La gran traba para que los mendocinos viajen a Chile no será el virus

El lunes se anunciará al otro lado de la cordillera el protocolo que se establecerá para que los turistas extranjeros puedan viajar a Chile. Para los mendocinos, el problema será más económico que sanitario.

El verano se acerca y los gobiernos de la región están trabajando en las aperturas para que se pueda desarrollar el turismo con protocolos para evitar contagios de covid-19. 

En el horizonte de los mendocinos aparece la opción de Chile, aunque no se ve para nada fácil, pero no por la situación sanitaria, sino por la económica. Con la constante devaluación del peso argentino el tipo de cambio no favorece y -por ejemplo- un alquiler puede costar el triple de lo que costó el año pasado.

Este viernes se espera que el presidente Alberto Fernández termine con el aislamiento y que todo el país pase al distanciamiento social. Dentro de esa apertura ya se permitió la llegada de turistas de países limítrofes, pero sólo a través del Aeropuerto de Ezeiza.

Ayer, el gobernador Rodolfo Suarez pidió que Mendoza vuelva al distanciamiento y, de paso, solicitó la apertura de la frontera terrestre para la llegada de turistas desde el otro lado de la cordillera y así intentar reactivar algunos sectores económicos golpeados por la cuarentena.

Casi de manera simultánea, ayer se informó también que por pedido de Sebastián Piñera, el presidente trasandino, se está elaborando un protocolo (el lunes ya estaría disponible) para la apertura de fronteras para el turismo internacional, lo que permitiría viajar al vecino país cumpliendo ciertos requisitos.

Considerando la distancia y la capacidad limitada que tendrá la costa atlántica, algunos mendocinos miran de reojo la posibilidad de cruzar la cordillera para disfrutar de las playas chilenas. Sin embargo, se encontrarán con un gran problema que no tiene que ver directamente con la cuestión sanitaria, sino con la económica.

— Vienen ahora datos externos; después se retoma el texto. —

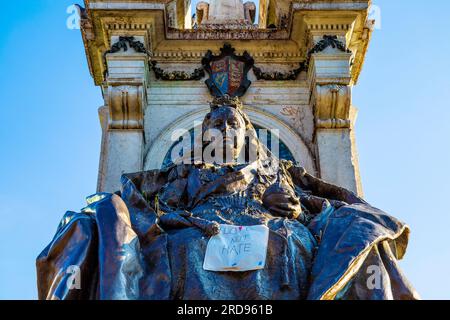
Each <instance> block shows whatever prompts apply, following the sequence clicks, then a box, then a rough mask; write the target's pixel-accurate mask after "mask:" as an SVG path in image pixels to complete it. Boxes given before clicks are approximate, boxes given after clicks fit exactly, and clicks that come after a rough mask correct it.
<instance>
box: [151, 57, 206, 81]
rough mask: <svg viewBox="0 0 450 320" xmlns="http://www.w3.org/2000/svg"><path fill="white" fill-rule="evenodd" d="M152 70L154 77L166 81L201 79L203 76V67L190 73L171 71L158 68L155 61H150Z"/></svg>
mask: <svg viewBox="0 0 450 320" xmlns="http://www.w3.org/2000/svg"><path fill="white" fill-rule="evenodd" d="M151 65H152V70H153V71H154V72H155V76H156V79H158V80H166V81H191V80H201V79H202V78H203V77H204V76H205V70H204V69H203V68H198V69H195V70H194V72H192V73H191V74H189V73H187V72H185V71H172V72H166V71H164V70H163V69H161V68H158V67H157V66H156V65H157V62H156V61H152V62H151Z"/></svg>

El encierro nos desconectó de muchas cosas, entre ellas, el valor del peso argentino en el mercado internacional. Aunque tenemos claro que se devaluó de manera importante con la aplicación del "cepo" y el "súper cepo", no terminaremos de entender cómo estamos hasta que tengamos que cruzar una frontera.

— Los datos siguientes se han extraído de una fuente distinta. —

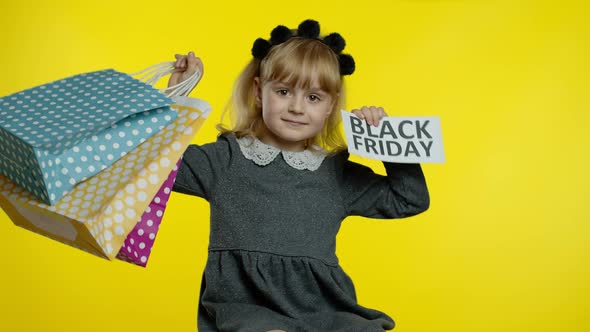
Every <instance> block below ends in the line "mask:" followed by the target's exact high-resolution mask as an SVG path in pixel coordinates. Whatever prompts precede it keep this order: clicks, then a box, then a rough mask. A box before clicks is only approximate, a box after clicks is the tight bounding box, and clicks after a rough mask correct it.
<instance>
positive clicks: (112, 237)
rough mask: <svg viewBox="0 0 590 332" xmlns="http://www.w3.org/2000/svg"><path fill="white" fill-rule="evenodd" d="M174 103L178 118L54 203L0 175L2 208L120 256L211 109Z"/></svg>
mask: <svg viewBox="0 0 590 332" xmlns="http://www.w3.org/2000/svg"><path fill="white" fill-rule="evenodd" d="M175 102H176V104H175V105H173V106H172V109H173V110H174V111H175V112H176V113H177V114H178V116H177V118H176V119H175V120H174V121H172V122H171V123H170V124H168V125H167V126H166V127H165V128H164V129H163V130H161V131H160V132H158V133H157V134H155V135H153V136H152V137H151V138H149V139H148V140H146V141H145V142H143V143H142V144H140V145H139V146H138V147H137V148H136V149H135V150H132V151H130V152H129V153H128V154H127V155H125V156H124V157H122V158H121V159H119V160H117V161H116V162H115V163H113V164H112V165H111V166H110V167H108V168H106V169H105V170H103V171H102V172H100V173H98V174H96V175H95V176H93V177H91V178H90V179H88V180H86V181H83V182H80V183H79V184H77V185H76V186H75V187H74V188H73V189H72V190H71V191H70V192H69V193H67V194H66V195H65V196H64V197H63V198H62V199H61V200H60V201H59V202H57V203H56V204H55V205H47V204H45V203H42V202H39V201H38V200H36V199H35V197H33V196H32V195H31V194H30V193H28V192H27V191H25V190H24V189H23V188H21V187H20V186H17V185H15V184H14V183H12V182H11V181H9V180H8V179H6V178H5V177H3V176H1V175H0V206H1V207H2V209H3V210H4V211H5V212H6V214H7V215H8V217H9V218H10V219H11V220H12V221H13V223H14V224H16V225H18V226H21V227H23V228H26V229H29V230H31V231H33V232H37V233H39V234H42V235H45V236H47V237H50V238H52V239H55V240H57V241H60V242H62V243H65V244H67V245H70V246H73V247H76V248H79V249H82V250H84V251H87V252H89V253H92V254H94V255H97V256H99V257H103V258H107V259H113V258H115V257H116V256H117V254H118V253H119V249H120V248H122V245H123V242H124V240H125V239H126V238H127V236H128V235H129V233H130V232H131V230H132V229H133V228H134V227H135V225H136V224H137V222H138V220H139V219H140V218H141V215H142V214H143V213H144V212H145V211H146V209H147V208H148V206H149V203H150V201H152V198H154V196H155V195H156V192H157V191H158V190H159V189H160V188H161V187H162V185H163V183H164V181H165V179H166V178H167V177H168V176H169V174H170V173H171V171H172V170H173V168H174V167H175V164H176V161H178V160H179V159H180V157H181V156H182V153H183V152H184V150H185V149H186V147H187V146H188V145H189V144H190V142H191V140H192V139H193V137H194V136H195V135H196V133H197V131H198V129H199V128H200V126H201V125H202V123H203V121H204V120H205V119H206V118H207V117H208V115H209V112H210V107H209V105H208V104H207V103H206V102H204V101H202V100H198V99H192V98H187V97H175ZM148 236H149V235H148ZM139 259H140V261H141V257H139Z"/></svg>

Lejos, aunque no tanto, están los años en los que por un peso argentino daban más de $100 chilenos. Hoy si se va al vecino país el cambio es muy duro y se reciben sólo $4,2 chilenos por cada peso argentino en una casa de cambio de Santiago (cambiosantiago.cl). Antes de la puesta en marcha del "súper cepo", que llevó el dólar por encima los $130, daban entre $11 y $12 chilenos. Cuando se aplicaron las nuevas medidas se castigó duramente el cambio en países como Chile, Uruguay y Brasil.

Pero lo peor no es eso, ya que incluso en algunas casas de cambio ni siquiera están recibiendo la moneda nacional, lo que se estima que no sucederá cuando se active el turismo. Sin embargo, tampoco se prevé una mejora en el tipo de cambio.

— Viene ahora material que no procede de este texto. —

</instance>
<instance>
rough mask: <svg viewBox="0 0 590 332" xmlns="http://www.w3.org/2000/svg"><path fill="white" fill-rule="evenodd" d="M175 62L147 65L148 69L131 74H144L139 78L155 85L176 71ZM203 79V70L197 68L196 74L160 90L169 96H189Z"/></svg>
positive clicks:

Hoy un mendocino tiene dificultad para conseguir dólares, por lo que -en caso de poder cruzar la cordillera- tendría que hacerlo con pesos argentinos o con tarjetas.

Un alquiler diario en Viña del Mar o Reñaca rondaba en las últimas temporadas los $50.000. El año pasado el costo en pesos argentinos equivalía a $3.900, pero hoy al trasladarlo a moneda nacional significa un desembolso de $11.900 si se considera el cambio antes mencionado. Si los $50.000 chilenos los pasamos a precio dólar de una casa de cambio trasandina, son US$63.

Con las dificultades que existen en el país para conseguir divisas extranjeras y con la aplicación de los impuestos por el uso de las tarjetas en el exterior, no va a estar fácil la posibilidad de viajar al exterior para unas vacaciones. Teniendo eso en cuenta, al otro lado de la cordillera ya se están diseñando campañas y promociones para motivar a los argentinos, un mercado muy importante para la industria turística chilena.

Pero como está malo para un lado, está bueno para el otro. El cambio y los precios favorecen de manera considerable a los chilenos que crucen con pesos o dólares la cordillera. Por eso, dentro de los pedidos que impulsa Suarez y que solicitan en el sector turístico, está la apertura de los pasos fronterizos mendocinos para recibir a visitantes trasandinos.

Considerando el panorama actual acá y en Chile, donde la situación sanitaria aparece bastante controlada, se da casi por descontado que se volverá a habilitar el tránsito entre ambos países con los protocolos correspondientes, aunque por ahora todo se mantiene a la espera de confirmaciones oficiales de Casa Rosada y de La Moneda.